Simpler Grassmannian optimization

Published in arXiv, 2020

Recommended citation: Lai, Zehua, Lek-Heng Lim, and Ke Ye. "Simpler Grassmannian optimization." arXiv preprint arXiv:2009.13502 (2020). https://arxiv.org/pdf/2009.13502.pdf

Abstract:

There are two widely used models for the Grassmannian $\text{Gr}(k,n)$, as the set of equivalence classes of orthogonal matrices $\text{O}(n)/\bigl(\text{O}(k) \times \text{O}(n-k)\bigr)$, and as the set of trace-$k$ projection matrices ${P \in \mathbb{R}^{n \times n} : P^\top = P = P^2,\; \text{tr}(P) = k}$. The former, standard in manifold optimization, has the downside of relying on equivalence classes but working with orthogonal matrices is generally good numerical practice. The latter, widely adopted in coding theory and probability, uses actual matrices (as opposed to equivalence classes) but working with projection matrices is numerically unstable. We present an alternative that has both advantages and suffers from neither of the disadvantages; by representing $k$-dimensional subspaces as symmetric orthogonal matrices of trace $2k-n$, we obtain \(\text{Gr}(k,n) \cong \{Q \in \text{O}(n) : Q^\top = Q, \; \text{tr}(Q) = 2k -n\}.\) As with the other two models, we show that differential geometric objects and operations — tangent vector, metric, normal vector, exponential map, geodesic, parallel transport, gradient, Hessian, etc — have closed-form analytic expressions that are computable with standard numerical linear algebra.
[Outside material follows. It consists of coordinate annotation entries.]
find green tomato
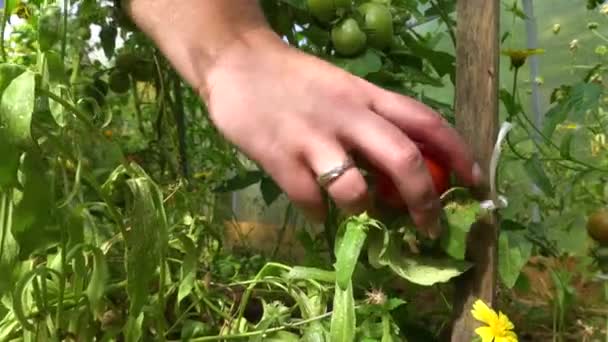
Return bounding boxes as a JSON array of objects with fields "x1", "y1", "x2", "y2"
[
  {"x1": 307, "y1": 0, "x2": 352, "y2": 23},
  {"x1": 359, "y1": 2, "x2": 394, "y2": 50},
  {"x1": 331, "y1": 18, "x2": 367, "y2": 56}
]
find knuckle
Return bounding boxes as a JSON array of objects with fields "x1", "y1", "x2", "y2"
[
  {"x1": 393, "y1": 145, "x2": 423, "y2": 172},
  {"x1": 335, "y1": 182, "x2": 367, "y2": 203}
]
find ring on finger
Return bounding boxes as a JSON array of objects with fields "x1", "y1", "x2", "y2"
[{"x1": 317, "y1": 157, "x2": 355, "y2": 188}]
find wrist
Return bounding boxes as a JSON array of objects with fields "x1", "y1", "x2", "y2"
[{"x1": 123, "y1": 0, "x2": 286, "y2": 99}]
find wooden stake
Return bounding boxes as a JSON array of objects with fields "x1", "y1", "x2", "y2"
[{"x1": 450, "y1": 0, "x2": 500, "y2": 342}]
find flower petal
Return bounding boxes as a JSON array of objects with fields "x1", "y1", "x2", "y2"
[
  {"x1": 498, "y1": 311, "x2": 515, "y2": 330},
  {"x1": 475, "y1": 327, "x2": 495, "y2": 342}
]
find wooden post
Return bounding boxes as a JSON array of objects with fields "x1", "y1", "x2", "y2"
[{"x1": 450, "y1": 0, "x2": 500, "y2": 342}]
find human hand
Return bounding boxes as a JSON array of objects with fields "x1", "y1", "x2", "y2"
[{"x1": 199, "y1": 32, "x2": 481, "y2": 237}]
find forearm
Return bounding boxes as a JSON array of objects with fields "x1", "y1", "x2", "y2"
[{"x1": 125, "y1": 0, "x2": 279, "y2": 97}]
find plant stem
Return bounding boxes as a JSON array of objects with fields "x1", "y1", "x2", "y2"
[
  {"x1": 431, "y1": 0, "x2": 456, "y2": 46},
  {"x1": 0, "y1": 1, "x2": 10, "y2": 62},
  {"x1": 182, "y1": 312, "x2": 333, "y2": 342}
]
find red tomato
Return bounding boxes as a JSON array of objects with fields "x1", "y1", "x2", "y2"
[{"x1": 375, "y1": 155, "x2": 450, "y2": 208}]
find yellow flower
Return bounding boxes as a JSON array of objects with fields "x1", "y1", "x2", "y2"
[
  {"x1": 471, "y1": 299, "x2": 518, "y2": 342},
  {"x1": 502, "y1": 49, "x2": 545, "y2": 69}
]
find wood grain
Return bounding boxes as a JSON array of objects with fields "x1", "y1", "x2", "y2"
[{"x1": 449, "y1": 0, "x2": 500, "y2": 342}]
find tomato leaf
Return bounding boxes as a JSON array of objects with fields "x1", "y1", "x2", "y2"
[
  {"x1": 260, "y1": 176, "x2": 283, "y2": 206},
  {"x1": 214, "y1": 170, "x2": 264, "y2": 193},
  {"x1": 329, "y1": 281, "x2": 357, "y2": 342},
  {"x1": 381, "y1": 235, "x2": 472, "y2": 286},
  {"x1": 498, "y1": 230, "x2": 532, "y2": 288},
  {"x1": 332, "y1": 49, "x2": 382, "y2": 77},
  {"x1": 524, "y1": 154, "x2": 555, "y2": 197},
  {"x1": 440, "y1": 202, "x2": 481, "y2": 260},
  {"x1": 0, "y1": 70, "x2": 36, "y2": 148},
  {"x1": 559, "y1": 132, "x2": 574, "y2": 159},
  {"x1": 543, "y1": 82, "x2": 602, "y2": 137},
  {"x1": 177, "y1": 234, "x2": 198, "y2": 303},
  {"x1": 99, "y1": 25, "x2": 118, "y2": 59},
  {"x1": 335, "y1": 218, "x2": 367, "y2": 290},
  {"x1": 126, "y1": 168, "x2": 167, "y2": 318},
  {"x1": 0, "y1": 192, "x2": 19, "y2": 295},
  {"x1": 85, "y1": 246, "x2": 110, "y2": 312}
]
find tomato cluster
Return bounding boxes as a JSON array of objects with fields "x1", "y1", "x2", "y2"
[{"x1": 308, "y1": 0, "x2": 394, "y2": 56}]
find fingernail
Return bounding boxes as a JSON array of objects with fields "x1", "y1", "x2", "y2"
[{"x1": 473, "y1": 163, "x2": 483, "y2": 186}]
In the proposed model, these expressions are considerably simpler, a result of representing $\text{Gr}(k,n)$ as a linear section of a compact matrix Lie group $\text{O}(n)$, and can be computed with at most one \textsc{qr} decomposition and one exponential of a special skew-symmetric matrix that takes only $O\bigl(nk(n-k)\bigr)$ time. In particular, we completely avoid eigen- and singular value decompositions in our steepest descent, conjugate gradient, quasi-Newton, and Newton methods for the Grassmannian. Another important feature of these algorithms, particularly evident in steepest descent and Newton method, is that they exhibit clear signs of numerical stability; various measures of errors consistently reduce to the order of machine precision throughout extensive numerical experiments.